Voici un petit listing de la durée de vie acceptable d'un vêtement, avec une fréquence de port raisonnable (2 à 4x / mois), un vêtement choisi à votre taille sans tensions et frottements particuliers , et un respect des conditions d'entretien :
- Tee-shirt : difficile à dire, même en entrée de gamme. Les tee-shirts en coton sont solides car le jersey de coton est une matière stable qui dure dans le temps. Un tee-shirt peut donc durer facilement plusieurs années, sauf pour les mélanges de matières plus fragiles comme un coton / soie sur des tee-shirts très haut de gamme, ou sur des grammages vraiment légers.
- Chemise : plus ou moins trois ans. Une belle matière peut durer dans le temps. C'est surtout la qualité du thermocollage du col qui détermine sa durée de vie. C'est lui qui permet au col de tenir (ou non).
- Chino : environ trois ans. Ce n'est pas la matière qui lâchera en premier mais la teinture, qui perdra de son éclat.
- Jean : environ trois ans. Je rappelle qu'il ne doit pas être porté tous les jours pour une durée de vie telle. Cela dépend aussi de l'épaisseur de la toile, de la morphologie du porteur, et même, de la manière dont il marche. Les points d'usure d'un jean sont tous différents selon les personnes.
- Pull en laine : tout dépend de l'épaisseur de la maille... et des mites dans vos placard. Donc au moins 3 ans pour une maille fine et au moins cinq ans pour une grosse maille.
- Veste / blazer : si la pièce est entièrement entoilée, la durée de vie se compte en dizaines d'années. Sinon, quatre à cinq ans pour un semi-entoilé.
- Pantalon de costume : environ trois ans devrait s'écouler avant d'apercevoir l'usure de la matière sur les points de frottements .
- Manteau : cinq ans ou plus, selon l'épaisseur de la matière.
J'espère que cela vous permettra de cadrer vos exigences, et d'adapter votre budget en conséquence.
2. Tout objet a une durée de vie
Il faut donc accepter que tout vêtement reste un consommable.
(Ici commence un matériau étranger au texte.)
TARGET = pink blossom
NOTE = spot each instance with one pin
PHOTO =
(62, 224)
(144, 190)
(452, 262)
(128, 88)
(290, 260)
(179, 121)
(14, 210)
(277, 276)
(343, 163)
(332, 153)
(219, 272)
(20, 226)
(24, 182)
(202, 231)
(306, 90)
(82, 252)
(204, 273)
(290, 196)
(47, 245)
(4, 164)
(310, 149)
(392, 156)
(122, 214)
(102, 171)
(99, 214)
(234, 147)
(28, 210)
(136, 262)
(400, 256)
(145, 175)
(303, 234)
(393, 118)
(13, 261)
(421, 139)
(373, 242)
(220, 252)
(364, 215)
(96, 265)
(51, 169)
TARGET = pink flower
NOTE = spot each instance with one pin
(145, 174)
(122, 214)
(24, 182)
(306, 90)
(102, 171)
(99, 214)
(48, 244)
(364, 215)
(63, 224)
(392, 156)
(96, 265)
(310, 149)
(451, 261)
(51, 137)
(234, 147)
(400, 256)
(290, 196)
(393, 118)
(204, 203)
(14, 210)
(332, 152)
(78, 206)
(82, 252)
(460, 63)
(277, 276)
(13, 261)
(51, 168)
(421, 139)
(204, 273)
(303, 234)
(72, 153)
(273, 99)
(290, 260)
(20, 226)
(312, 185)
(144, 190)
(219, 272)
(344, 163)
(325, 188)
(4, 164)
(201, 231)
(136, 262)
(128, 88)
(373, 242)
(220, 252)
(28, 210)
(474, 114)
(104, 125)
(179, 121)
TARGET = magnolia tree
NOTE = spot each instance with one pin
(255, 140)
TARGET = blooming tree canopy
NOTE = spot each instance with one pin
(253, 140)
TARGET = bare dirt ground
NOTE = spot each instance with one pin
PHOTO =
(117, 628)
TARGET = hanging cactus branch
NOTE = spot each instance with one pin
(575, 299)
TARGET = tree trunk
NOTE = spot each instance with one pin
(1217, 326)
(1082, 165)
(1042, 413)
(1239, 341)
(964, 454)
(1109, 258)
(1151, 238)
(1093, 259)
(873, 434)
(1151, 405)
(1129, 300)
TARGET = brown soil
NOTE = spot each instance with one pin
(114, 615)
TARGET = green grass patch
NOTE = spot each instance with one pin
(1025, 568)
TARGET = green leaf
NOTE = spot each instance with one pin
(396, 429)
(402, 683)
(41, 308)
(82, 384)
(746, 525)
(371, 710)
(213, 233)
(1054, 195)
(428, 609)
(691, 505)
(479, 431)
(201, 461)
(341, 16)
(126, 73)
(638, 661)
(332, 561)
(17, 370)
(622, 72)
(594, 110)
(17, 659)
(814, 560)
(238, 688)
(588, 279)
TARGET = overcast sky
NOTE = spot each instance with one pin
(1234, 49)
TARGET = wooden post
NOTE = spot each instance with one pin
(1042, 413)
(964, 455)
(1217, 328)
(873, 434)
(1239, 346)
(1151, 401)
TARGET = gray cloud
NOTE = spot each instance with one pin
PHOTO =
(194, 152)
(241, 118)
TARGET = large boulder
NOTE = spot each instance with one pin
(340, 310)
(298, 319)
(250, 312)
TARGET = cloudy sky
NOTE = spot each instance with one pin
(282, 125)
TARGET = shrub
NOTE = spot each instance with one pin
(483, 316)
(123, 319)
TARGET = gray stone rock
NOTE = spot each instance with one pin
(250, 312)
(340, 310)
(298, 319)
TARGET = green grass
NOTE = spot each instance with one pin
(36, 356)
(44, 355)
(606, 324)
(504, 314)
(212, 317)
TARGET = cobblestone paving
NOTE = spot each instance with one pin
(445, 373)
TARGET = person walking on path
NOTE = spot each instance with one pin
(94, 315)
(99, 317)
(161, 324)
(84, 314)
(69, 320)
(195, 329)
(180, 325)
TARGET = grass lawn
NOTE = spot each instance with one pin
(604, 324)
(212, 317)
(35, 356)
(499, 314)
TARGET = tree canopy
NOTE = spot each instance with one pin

Simplement parce qu'un vêtement indestructible, ça n'existe pas et que rien n'est immortel.
Selon la qualité que l'on achète, on retrouve donc :
- Des consommables bas de gamme, qui s'usent vite, que perdent rapidement leurs propriétés esthétiques et fonctionnelles (exemple extrême : la fast fashion)
- Des vêtements qui peuvent parcourir une génération, parfois deux pour les très beaux objectifs en cuir et les costumes de tailleurs traditionnels... mais qui rendent toujours l'âme à un moment, ou plutôt qui partent de leur belle mort (exemple extrême : l'artisanat de luxe).
Parce que oui, même dans les meilleures qualités, il y a un moment où après ses premières rides et ses derniers trous, un vêtement vous lâche pour de bon .
À vous de prendre la défunte étoffe dans vos bras, de lui raconter une dernière berceuse, et de le laisser alors voguer vers le paradis des gentils vêtements. Après tout, il vous aura bien servi tout ce temps.